Yo Alex I got a couple CD's for you bro, full of Elephant Man, Assasin, Bounty Killa and all the rest, if I ever make it up to Dallas or you head down to H-Town I'll burn you a copy. If you make it down here then I also got some Appleton at the crib to sweeten the deal. 

Back to my burning smell, the smell is definitely not rubber. I guess I am just wondering if I damaged anything and when will the smell go away, it's been 3 days, but I haven't really driven much in those 3 days so maybe whatever it is hasn't gotten a chance to work itself out.


----------



## ALTYHOLIC (Oct 19, 2002)

Waddy said:


> *Fortunately I'm stock, my02 so they can't blame me for anything (besides doing big, huge, rolling burnouts ), I'm taking it in maybe Thursday.
> 
> Yo Alex I got a couple CD's for you bro, full of Elephant Man, Assasin, Bounty Killa and all the rest, if I ever make it up to Dallas or you head down to H-Town I'll burn you a copy. If you make it down here then I also got some Appleton at the crib to sweeten the deal. *


Arie, mon!
Thanks.

Say, we're having our December meet on the 14th. Can
u make it up?

The Appleton sounds great, however I'm still trying to polish
off all we brought back from June. We disguised a few more
bottles than customs would allow...  

I trust the trip was _all that...?_


----------



## Guest (Dec 3, 2002)

Heck yeah, there's a thread about in OT over at the other site with pics soon to come when my lazy ass gets around to posting em.
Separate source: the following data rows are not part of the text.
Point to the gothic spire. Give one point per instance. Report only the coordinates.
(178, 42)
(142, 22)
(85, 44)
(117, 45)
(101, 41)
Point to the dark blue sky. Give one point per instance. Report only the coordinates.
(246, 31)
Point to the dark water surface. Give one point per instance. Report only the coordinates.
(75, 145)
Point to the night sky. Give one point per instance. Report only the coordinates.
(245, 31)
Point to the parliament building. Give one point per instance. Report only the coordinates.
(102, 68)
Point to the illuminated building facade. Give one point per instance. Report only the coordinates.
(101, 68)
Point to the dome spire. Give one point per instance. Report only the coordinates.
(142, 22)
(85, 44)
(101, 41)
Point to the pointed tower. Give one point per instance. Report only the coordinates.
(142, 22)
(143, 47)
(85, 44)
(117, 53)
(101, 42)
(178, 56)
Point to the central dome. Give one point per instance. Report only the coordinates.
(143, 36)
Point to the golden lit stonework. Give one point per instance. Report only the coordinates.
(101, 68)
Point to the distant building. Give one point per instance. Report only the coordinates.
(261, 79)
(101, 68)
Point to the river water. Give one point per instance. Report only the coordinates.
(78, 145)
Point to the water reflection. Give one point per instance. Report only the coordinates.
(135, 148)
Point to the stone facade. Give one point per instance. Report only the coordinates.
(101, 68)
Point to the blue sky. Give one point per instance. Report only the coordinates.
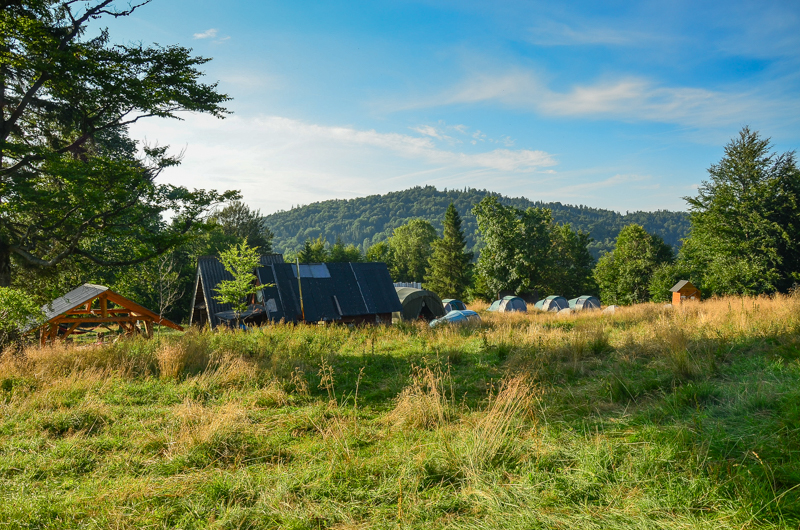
(619, 105)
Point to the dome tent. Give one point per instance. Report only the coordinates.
(451, 304)
(584, 302)
(418, 303)
(509, 304)
(457, 317)
(552, 303)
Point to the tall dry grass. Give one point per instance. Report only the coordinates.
(426, 402)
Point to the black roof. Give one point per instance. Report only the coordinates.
(210, 272)
(73, 299)
(330, 292)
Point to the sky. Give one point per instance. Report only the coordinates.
(618, 105)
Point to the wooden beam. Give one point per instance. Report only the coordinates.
(70, 330)
(128, 304)
(93, 320)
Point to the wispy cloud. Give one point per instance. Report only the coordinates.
(207, 34)
(552, 33)
(625, 98)
(278, 161)
(411, 146)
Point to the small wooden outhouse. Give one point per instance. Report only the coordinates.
(684, 290)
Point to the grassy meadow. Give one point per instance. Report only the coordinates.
(650, 417)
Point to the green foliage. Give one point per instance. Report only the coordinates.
(412, 246)
(238, 221)
(318, 251)
(449, 270)
(18, 313)
(518, 250)
(380, 252)
(571, 272)
(241, 261)
(745, 221)
(313, 251)
(366, 221)
(623, 275)
(72, 183)
(365, 428)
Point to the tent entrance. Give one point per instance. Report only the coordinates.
(426, 314)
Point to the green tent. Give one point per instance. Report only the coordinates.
(418, 303)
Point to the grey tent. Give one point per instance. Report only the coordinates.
(584, 302)
(418, 303)
(552, 303)
(451, 304)
(509, 304)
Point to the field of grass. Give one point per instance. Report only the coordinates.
(648, 418)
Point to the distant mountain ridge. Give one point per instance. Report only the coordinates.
(364, 221)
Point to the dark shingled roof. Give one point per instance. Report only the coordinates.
(72, 299)
(351, 289)
(331, 291)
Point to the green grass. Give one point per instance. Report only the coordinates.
(648, 418)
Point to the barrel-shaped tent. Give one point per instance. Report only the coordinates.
(457, 316)
(585, 302)
(418, 304)
(451, 304)
(509, 304)
(552, 303)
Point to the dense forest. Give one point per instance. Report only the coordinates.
(365, 221)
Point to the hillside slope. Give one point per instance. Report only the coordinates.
(367, 220)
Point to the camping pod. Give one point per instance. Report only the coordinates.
(552, 303)
(418, 304)
(585, 302)
(457, 317)
(451, 304)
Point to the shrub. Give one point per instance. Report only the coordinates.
(18, 313)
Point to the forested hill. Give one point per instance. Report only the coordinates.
(367, 220)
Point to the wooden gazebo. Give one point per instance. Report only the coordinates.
(684, 290)
(90, 306)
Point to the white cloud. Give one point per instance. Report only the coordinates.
(626, 98)
(552, 33)
(207, 34)
(278, 161)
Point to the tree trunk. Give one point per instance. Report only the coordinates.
(5, 264)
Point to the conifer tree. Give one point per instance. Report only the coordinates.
(450, 267)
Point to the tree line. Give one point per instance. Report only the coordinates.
(365, 221)
(80, 201)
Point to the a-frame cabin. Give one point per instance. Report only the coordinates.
(210, 272)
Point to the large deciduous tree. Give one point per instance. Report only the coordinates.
(516, 251)
(450, 267)
(571, 269)
(624, 274)
(411, 249)
(72, 183)
(745, 221)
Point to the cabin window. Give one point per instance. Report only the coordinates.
(316, 270)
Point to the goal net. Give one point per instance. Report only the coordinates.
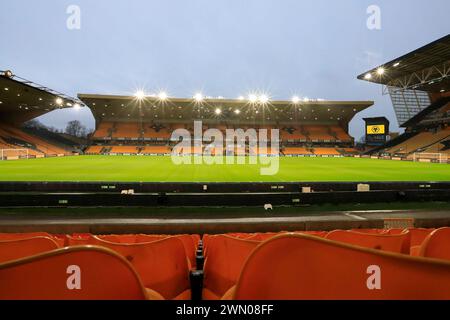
(6, 154)
(434, 157)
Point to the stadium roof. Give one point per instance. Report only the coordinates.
(424, 113)
(22, 100)
(153, 108)
(426, 69)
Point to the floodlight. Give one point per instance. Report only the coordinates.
(380, 71)
(162, 96)
(252, 98)
(139, 94)
(263, 98)
(198, 97)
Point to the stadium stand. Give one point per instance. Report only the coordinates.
(312, 127)
(422, 106)
(23, 100)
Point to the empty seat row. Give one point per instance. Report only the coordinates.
(353, 264)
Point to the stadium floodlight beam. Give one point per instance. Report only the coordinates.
(295, 99)
(263, 98)
(380, 71)
(252, 98)
(8, 74)
(198, 97)
(139, 94)
(162, 96)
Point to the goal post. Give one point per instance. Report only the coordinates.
(6, 154)
(428, 156)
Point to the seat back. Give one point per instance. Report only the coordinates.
(161, 264)
(304, 267)
(224, 260)
(84, 272)
(437, 244)
(20, 248)
(395, 243)
(418, 235)
(17, 236)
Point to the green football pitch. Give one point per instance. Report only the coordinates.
(162, 169)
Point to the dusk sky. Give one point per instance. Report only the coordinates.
(220, 47)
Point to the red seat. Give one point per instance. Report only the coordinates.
(437, 244)
(161, 264)
(20, 248)
(299, 267)
(223, 263)
(395, 243)
(84, 272)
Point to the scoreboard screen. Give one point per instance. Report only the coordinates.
(375, 129)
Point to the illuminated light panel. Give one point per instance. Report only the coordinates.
(139, 94)
(198, 97)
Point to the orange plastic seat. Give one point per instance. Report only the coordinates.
(59, 239)
(223, 263)
(17, 236)
(161, 264)
(296, 267)
(71, 273)
(437, 244)
(20, 248)
(395, 243)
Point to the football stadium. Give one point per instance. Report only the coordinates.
(202, 198)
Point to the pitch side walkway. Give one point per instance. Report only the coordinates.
(318, 221)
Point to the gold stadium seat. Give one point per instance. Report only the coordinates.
(297, 267)
(71, 273)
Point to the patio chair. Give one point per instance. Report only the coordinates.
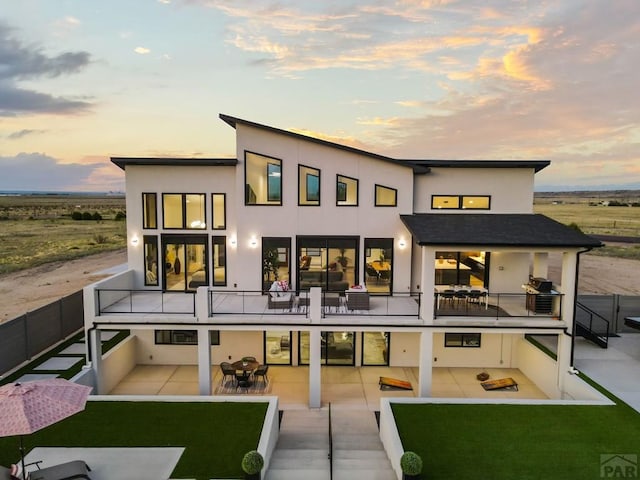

December 14th, hmmm I'll have to check some stuff out but it's a definite maybe. Team NvUs, you no longer with topnotch?


----------



## ALTYHOLIC (Oct 19, 2002)

Waddy said:


> *Heck yeah, there's a thread about in OT over at the other site with pics soon to come when my lazy ass gets around to posting em.
> 
> December 14th, hmmm I'll have to check some stuff out but it's a definite maybe. Team NvUs, you no longer with topnotch? *


Yeah, the TX chapter decided it was time for a change and
via unanimus vote decided to break away and do our _thang!_

NvUs is hot and poppin'...check us out. We've got our own forum here under the *Car Clubs* section.

I trust you didn't run into any _Bumpa Cluts_ down on the island?


----------



## Coco (Apr 30, 2002)

Glad you didn't forget about us, Chad...


----------